In Wallenberg’s case, he was a “diplomat and businessman” when he was “appointed Legation Secretary of the Swedish Diplomatic Mission in Budapest in June 1944,” according to a biography on the Swedish government website.

He issued Swedish passports – real and fake – and sheltered Jews in safe houses that were “off limits” to the Nazis because they flew the Swedish flag, according to Donna Rosenblum, director of education at the Holocaust Memorial.

Furshpan expressed hope that the new light installation will “inspire individuals and communities to stand up against discrimination and prejudice” at a time “when anti-Semitism is on the rise in many parts of the world, especially here.”
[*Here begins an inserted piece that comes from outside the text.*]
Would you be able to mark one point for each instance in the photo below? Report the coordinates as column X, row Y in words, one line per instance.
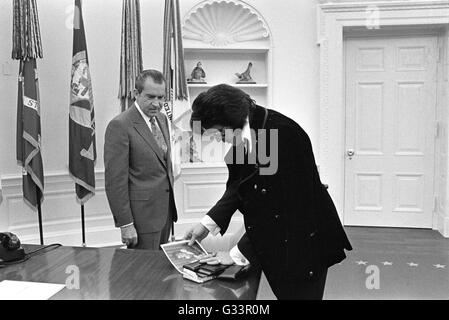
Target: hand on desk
column 199, row 232
column 129, row 236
According to the latest available New York State data, police departments in Nassau County reported 61 hate crimes in 2022, up from 28 the year before.

Suffolk police departments reported 28 such crimes in 2022, unchanged.

New York defines a hate crime as a crime directed against a person, group, or property because it violates a list of “protected” characteristics, such as race, religion, or sexual orientation.